Through the process of awarding badges, points and achievement levels, gamification gives agents an opportunity to show their achievements and compete as individuals and part of the team.

The goals in mind are set by the business, and these require a great deal of thought, as any agent behaviours and actions must be closely aligned with where the business wants to go.

1. Risk

Gamification is an area of potential risk for businesses: taking a simple example, rewarding agents based upon average call handling time so as to reduce cost could obviously lead to them dropping difficult calls or not answering customers fully in order to meet these targets.

There is also a risk that the novelty of games will wear off, with rewards having to have a higher and higher tangible monetary value in order to keep people’s motivation, so ongoing efforts must be made by management to keep games fresh and goals relevant.

2. Teamwork

It is important to note that gamification, while providing feedback and rewards to agents on an individual level, should be used as part of a team or community experience. This will help to encourage high-performing agents to share their best practice and for all agents to be continually challenged and pushed to learn new skills and improve their own performance.

3. Revenue vs. Training

Contact centres that use gamification frequently report that most agents go beyond the required training schedule, completing extra units and developing skills further in order to accumulate more points and badges.
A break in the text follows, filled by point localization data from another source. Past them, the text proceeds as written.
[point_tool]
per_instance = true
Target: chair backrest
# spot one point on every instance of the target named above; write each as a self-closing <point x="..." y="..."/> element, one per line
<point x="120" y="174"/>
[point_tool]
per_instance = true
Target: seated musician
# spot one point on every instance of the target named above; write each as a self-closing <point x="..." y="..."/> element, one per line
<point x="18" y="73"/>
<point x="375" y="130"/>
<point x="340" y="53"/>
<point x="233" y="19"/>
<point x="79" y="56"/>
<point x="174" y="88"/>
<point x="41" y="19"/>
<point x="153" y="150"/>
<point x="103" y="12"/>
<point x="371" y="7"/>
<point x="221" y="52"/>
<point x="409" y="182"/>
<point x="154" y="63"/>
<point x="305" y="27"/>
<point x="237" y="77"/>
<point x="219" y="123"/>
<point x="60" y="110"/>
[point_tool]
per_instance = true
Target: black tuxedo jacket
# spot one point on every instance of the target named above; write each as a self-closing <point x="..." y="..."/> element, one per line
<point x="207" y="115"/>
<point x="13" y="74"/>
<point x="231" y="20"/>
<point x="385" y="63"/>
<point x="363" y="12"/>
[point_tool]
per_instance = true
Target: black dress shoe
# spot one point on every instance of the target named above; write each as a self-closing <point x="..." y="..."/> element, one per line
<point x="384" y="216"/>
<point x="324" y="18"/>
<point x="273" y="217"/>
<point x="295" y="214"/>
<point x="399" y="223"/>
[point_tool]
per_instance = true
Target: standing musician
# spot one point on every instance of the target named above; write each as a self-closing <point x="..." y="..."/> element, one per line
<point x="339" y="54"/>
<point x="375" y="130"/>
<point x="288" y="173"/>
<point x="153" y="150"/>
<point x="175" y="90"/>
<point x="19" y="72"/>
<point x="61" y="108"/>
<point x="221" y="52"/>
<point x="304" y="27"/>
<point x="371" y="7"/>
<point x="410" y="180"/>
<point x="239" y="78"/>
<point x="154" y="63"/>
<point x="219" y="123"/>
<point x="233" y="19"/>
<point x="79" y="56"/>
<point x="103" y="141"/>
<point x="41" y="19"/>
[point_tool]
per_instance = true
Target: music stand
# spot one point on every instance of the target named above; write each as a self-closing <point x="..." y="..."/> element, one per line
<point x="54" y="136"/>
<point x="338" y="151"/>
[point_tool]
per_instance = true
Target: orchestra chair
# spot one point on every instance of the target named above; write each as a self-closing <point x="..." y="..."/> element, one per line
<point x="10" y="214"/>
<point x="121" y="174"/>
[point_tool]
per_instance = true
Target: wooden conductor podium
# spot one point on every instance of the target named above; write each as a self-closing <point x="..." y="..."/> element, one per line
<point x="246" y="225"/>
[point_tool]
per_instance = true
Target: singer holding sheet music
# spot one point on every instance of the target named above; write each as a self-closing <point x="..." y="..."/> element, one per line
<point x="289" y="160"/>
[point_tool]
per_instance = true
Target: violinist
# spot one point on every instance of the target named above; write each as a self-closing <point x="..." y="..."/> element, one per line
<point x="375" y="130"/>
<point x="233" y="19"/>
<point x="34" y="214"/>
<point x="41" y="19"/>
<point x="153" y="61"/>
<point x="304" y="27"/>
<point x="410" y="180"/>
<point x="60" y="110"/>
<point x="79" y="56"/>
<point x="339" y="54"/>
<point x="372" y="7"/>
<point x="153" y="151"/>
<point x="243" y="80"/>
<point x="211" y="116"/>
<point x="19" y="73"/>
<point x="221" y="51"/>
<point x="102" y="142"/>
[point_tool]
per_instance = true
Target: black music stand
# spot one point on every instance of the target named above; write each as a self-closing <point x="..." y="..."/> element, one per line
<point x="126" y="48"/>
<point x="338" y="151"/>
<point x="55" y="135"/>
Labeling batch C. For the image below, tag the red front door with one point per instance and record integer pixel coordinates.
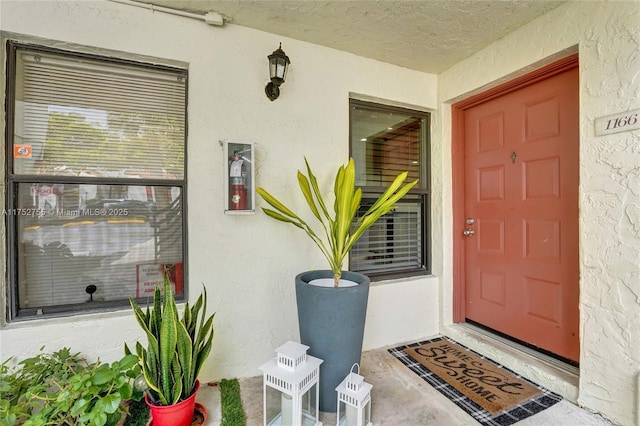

In a heavily incentivised sales environment, encouraging agents to take time off revenue generating activity to take training can be difficult, and this is a potential solution.

4. Immediate Feedback

Gamification is shown to increase agent engagement through providing immediate feedback to the agent, who does not have to wait until the scheduled supervisory review to see how they are doing.

5. Improved Loyalty

Through the pooling of knowledge and collaboration within a group in order to achieve specific goals for which all will be rewarded.

6. Improved Speed of Up-Skilling Agents

Cut down on the amount of time required for new agents to become competent, providing real-time feedback in order to encourage positive behaviours.

7. Reduced Management Time

Through running incentive programmes, gamification helps deliver them with minimal management overhead once objectives and goals have been set.

8. Fair and Objective Focus

Reward those characteristics and behaviours that are most closely aligned with the contact centre’s and enterprise’s own requirements.

This final point – encouraging agents to do what benefits the business – is a key purpose for gamification.

Gamification can help businesses to support their objectives and to achieve specific results.

For example, steps to make gamification assist with achieving a company’s business priorities could include:

  • Clarifying the enterprise’s objectives
  • Identifying contact centre metrics that directly impact upon these objectives
  • Identifying the agent characteristics, behaviour and actions that impact these metrics the most
  • Developing a gamification strategy that can measure and improve these metrics, through motivating the agents to act in ways that support this goal
Colin Campbell

Colin Campbell

For businesses that want to achieve specific results, gamification can assist through:

  • Increasing the skills and competencies of new agents more rapidly, decreasing time to productivity by switching from formal, classroom lecture-based training into structured real-life work tasks
  • Further developing the skills of agents through encouraging and rewarding the completion of extra training courses and activities beyond what is required
  • Improving agent retention through increasing agent engagement, and recognising and rewarding positive behaviours and characteristics.